Assim vejamos a visão que o islão do profeta e dos religiosos têm da mulher…

A mulher é um ser inferior.

A lenda de Adão e Eva.

Sura 4:1 «ó Homens! temei o vosso senhor que vos criou de uma só alma; desta ele criou a vossa companheira e dos dois seres fez sair muitos homens e mulheres. Temei a Deus em nome d’O qual fazeis pedidos uns aos outros e respeitai as entranhas [que vos geraram]. na verdade, Deus observa-vos.»

Sura 7.189 «Foi ele Quem vos criou de um só ente, Quem dela tirou a sua esposa para que vivesse na sua companhia e logo o homem coabitou com ela, esta trouxe primeiramente um fardo ligeiro e caminhava sem dificuldade; depois, quando se tornou mais pesado, ambos invocaram o seu senhor: «Se nos deres um filho bem conformado, pertenceremos certamente ao número dos que te rendem graças»»

Destas e de outra sura, (pequeno número diga-se..) os teólogos islâmicos, concluíram que o homem era a criação original – as mulheres foram criadas secundariamente para o prazer e descanso dos homens. Esta noção foi ainda mais desenvolvida para reforçar a suposta inferioridade da mulher. Finalmente, à lenda de Adão e Eva foi dado um carácter sagrado de maneira que criticá-la, seria criticar as próprias palavras de deus, que são imutáveis e absolutas.

O próprio profeta descreve as mulheres em geral: «Sê amigável para com a mulher, pois as mulheres foram criadas de uma costela, mas a parte torcida da costela. No final, se a tentares endireitar a partirás; se nada fizeres, ela continuará a ser torta.»

Para reforçar a inferioridade da mulher, apareceu a noção que esta é uma serpente tentadora.

O curioso é que esta noção parece provir do Génesis judaico-cristão e não do próprio alcorão, pois se virmos as suras referentes à queda do estado de graça, não encontramos referências a uma Eva maligna…

Sura 2.33 «Dissemos: Ó Adão, habita o jardim com tua esposa; alimentai-vos ambos com os seus frutos, onde quer que eles se achem e à vossa vontade, mas não vos aproximeis dessa árvore, para não vos tornardes pecadores.»

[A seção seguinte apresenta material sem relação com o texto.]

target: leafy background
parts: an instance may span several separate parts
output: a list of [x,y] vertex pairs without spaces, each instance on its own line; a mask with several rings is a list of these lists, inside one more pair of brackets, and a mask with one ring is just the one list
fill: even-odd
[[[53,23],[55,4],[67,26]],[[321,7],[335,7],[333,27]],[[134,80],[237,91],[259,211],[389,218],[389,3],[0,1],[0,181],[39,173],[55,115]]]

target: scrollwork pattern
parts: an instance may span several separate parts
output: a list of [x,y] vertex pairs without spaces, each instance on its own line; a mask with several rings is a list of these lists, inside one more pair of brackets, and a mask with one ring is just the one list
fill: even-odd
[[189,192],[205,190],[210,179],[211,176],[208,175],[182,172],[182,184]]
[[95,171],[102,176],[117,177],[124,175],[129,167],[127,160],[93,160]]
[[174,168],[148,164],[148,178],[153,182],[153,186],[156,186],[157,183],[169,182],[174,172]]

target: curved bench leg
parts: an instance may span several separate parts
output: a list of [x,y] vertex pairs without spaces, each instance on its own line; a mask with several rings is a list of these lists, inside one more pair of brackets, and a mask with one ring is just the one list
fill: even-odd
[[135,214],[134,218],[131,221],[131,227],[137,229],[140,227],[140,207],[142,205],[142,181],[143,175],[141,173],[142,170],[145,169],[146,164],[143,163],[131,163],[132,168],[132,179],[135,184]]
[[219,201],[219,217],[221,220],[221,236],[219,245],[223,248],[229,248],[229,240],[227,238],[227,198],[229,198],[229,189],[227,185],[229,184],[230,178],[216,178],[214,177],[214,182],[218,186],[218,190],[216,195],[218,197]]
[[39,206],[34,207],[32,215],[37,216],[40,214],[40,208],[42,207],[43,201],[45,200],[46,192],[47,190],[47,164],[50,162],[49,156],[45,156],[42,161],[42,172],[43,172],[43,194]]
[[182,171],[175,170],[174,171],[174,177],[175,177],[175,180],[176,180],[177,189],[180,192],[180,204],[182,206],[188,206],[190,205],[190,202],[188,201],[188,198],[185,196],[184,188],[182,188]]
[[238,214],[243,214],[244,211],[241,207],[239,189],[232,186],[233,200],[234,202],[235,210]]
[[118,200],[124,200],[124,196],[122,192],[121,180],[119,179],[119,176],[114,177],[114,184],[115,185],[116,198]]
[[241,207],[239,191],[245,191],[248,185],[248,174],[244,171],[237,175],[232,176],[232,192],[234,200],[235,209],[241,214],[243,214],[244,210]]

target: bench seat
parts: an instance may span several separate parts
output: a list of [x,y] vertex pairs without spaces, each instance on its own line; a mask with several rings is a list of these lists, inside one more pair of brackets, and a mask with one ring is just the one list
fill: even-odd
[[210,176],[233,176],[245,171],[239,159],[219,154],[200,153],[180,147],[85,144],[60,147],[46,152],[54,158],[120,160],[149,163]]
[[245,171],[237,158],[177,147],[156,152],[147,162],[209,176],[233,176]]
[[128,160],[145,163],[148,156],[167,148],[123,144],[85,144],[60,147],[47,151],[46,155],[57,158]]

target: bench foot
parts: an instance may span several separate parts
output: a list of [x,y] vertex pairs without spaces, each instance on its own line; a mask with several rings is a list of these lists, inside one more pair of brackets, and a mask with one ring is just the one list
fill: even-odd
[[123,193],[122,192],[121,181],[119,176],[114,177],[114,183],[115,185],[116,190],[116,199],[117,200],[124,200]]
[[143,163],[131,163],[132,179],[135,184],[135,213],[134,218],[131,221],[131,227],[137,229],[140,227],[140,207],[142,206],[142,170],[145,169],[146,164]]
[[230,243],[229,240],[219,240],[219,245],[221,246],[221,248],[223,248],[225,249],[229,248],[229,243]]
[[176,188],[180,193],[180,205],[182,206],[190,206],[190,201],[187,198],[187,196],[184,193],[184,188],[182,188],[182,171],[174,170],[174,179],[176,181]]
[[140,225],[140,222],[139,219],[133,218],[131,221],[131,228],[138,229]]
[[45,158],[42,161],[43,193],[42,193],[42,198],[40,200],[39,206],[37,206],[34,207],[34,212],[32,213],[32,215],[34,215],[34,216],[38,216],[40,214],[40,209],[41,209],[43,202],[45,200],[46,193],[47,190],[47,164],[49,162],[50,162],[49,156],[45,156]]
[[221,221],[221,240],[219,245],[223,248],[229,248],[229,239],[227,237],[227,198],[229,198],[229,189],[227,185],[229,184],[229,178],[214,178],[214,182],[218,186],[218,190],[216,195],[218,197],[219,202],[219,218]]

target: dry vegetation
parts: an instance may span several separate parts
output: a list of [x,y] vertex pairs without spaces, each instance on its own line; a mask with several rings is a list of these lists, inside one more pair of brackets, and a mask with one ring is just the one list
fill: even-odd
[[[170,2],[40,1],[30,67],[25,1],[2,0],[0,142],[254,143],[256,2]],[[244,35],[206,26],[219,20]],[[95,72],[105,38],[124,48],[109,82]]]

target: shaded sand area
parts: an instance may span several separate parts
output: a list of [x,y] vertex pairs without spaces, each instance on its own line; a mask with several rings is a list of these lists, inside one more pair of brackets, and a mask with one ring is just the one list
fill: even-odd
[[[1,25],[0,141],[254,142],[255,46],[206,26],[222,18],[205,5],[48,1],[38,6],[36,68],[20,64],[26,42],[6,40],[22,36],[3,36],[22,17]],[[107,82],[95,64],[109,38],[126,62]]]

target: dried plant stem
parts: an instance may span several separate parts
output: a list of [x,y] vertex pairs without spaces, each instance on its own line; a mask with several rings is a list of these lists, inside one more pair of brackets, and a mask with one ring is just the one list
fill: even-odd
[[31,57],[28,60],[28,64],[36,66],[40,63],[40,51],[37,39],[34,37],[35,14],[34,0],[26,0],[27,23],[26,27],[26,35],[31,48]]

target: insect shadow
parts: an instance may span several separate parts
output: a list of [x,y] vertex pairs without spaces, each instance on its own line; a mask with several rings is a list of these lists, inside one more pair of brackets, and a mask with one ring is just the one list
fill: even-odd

… 2.34 «Satanás, porém, fe-los expulsar daqui e baniu-os. Dissemos-lhe então:«Descei deste lugar, inimigos uns dos outros; a Terra há-de servir-vos de morada e gozo temporário.»

..

Sura 7.18 «E tu, Ó Adão, habita com tua esposa no paraíso e comei ambos os seus frutos onde quiserdes; não vos aproximeis, porém, desta árvore para que não vos torneis pecadores.»

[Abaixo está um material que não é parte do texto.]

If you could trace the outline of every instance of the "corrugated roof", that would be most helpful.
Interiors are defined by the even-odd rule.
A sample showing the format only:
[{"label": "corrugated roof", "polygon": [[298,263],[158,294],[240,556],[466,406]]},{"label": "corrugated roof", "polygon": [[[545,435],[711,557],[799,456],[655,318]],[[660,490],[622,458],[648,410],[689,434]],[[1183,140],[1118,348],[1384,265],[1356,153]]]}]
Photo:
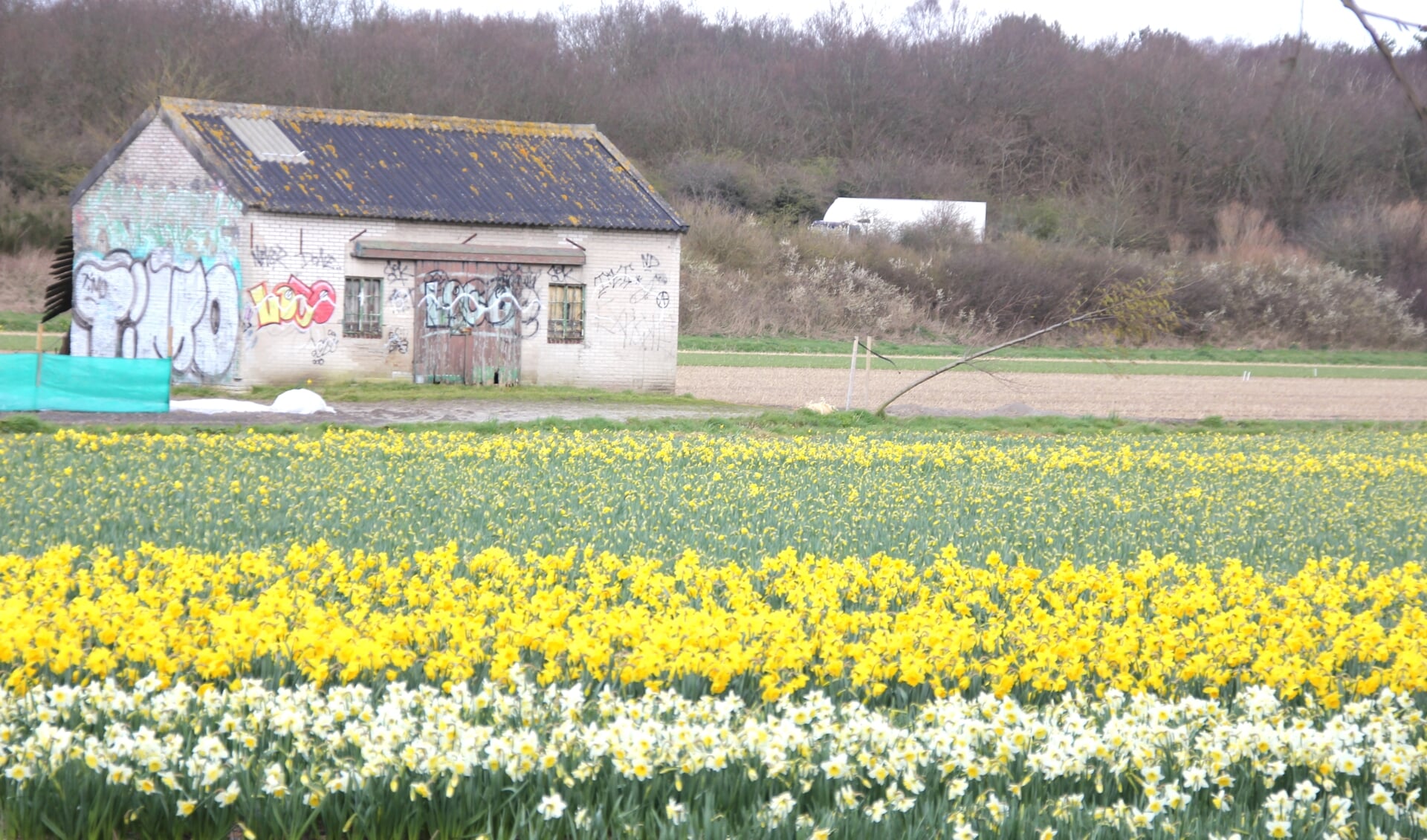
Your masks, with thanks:
[{"label": "corrugated roof", "polygon": [[[157,116],[277,212],[684,231],[594,126],[418,117],[163,97]],[[250,148],[233,124],[275,127],[304,160]],[[251,123],[261,121],[261,123]],[[253,131],[245,131],[253,134]],[[264,140],[278,144],[275,137]],[[287,151],[284,148],[284,151]],[[274,160],[283,158],[287,160]]]}]

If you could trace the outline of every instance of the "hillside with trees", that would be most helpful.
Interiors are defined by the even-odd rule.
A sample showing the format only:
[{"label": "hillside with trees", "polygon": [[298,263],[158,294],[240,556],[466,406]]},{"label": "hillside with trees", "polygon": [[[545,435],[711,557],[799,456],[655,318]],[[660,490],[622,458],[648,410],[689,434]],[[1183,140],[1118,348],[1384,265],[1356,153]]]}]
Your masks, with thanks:
[{"label": "hillside with trees", "polygon": [[[1427,87],[1423,46],[1396,51]],[[694,225],[698,332],[977,339],[1152,277],[1183,341],[1424,344],[1427,144],[1368,50],[1092,44],[936,0],[886,26],[0,0],[6,265],[67,232],[67,191],[158,94],[595,123]],[[987,241],[808,231],[838,195],[986,201]]]}]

… 7:19 «Satanás fez-lhes uma sugestão pérfida para que eles vissem a sua nudez, que até então, lhes estava escondida. Disse-lhes: O Senhor proibiu-vos esta árvore apenas para não vos tornardes dois anjos ou para não vos tornardes imortais.»

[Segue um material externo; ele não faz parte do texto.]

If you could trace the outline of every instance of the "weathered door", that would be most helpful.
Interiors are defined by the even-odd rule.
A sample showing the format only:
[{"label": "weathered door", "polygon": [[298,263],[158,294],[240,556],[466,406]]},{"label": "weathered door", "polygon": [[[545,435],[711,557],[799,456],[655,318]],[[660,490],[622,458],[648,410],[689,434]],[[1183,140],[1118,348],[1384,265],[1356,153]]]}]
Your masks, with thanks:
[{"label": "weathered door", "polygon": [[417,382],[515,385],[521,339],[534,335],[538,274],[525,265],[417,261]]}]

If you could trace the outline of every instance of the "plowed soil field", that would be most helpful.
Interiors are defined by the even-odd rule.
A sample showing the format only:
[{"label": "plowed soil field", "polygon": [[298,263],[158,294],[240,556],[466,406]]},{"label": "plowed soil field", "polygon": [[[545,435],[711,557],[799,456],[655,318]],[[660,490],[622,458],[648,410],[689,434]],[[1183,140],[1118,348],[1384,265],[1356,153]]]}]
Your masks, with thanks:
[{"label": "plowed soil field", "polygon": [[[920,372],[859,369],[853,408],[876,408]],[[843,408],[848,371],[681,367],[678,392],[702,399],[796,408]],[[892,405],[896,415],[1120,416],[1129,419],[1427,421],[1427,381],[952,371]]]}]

… 7:20 «E jurou-lhes: na verdade, sou o vosso companheiro fiel.»

… 7:21 «Seduziu-os pelo engano e logo que provaram o fruto da árvore surgiu-lhes a própria nudez e apressaram-se a cobri-la com folhas de jardim. O senhor admoestou-os: Não vos proibi esta árvore? Não vos disse que satanás era vosso inimigo declarado?»

… 7:22 «Eles [Adão e Eva] responderam: Ó nosso senhor, nós somos pecadores; se não nos perdoas, se não tens piedade de nós, estaremos perdidos.»

… 7:23 «Disse deus: Descei! Ficareis inimigos uns dos outros. Encontrareis na terra residência e gozos temporários.»

A tradição islâmica também atribuiu a gula e ganância ás mulheres. E encontra suporte no Corão, na Sura 12.22-34, a história de José no Egipto e conta o encontro de José com uma mulher que o quer seduzir á força, das mentiras perante o marido desta e a reacção das mulheres na cidade.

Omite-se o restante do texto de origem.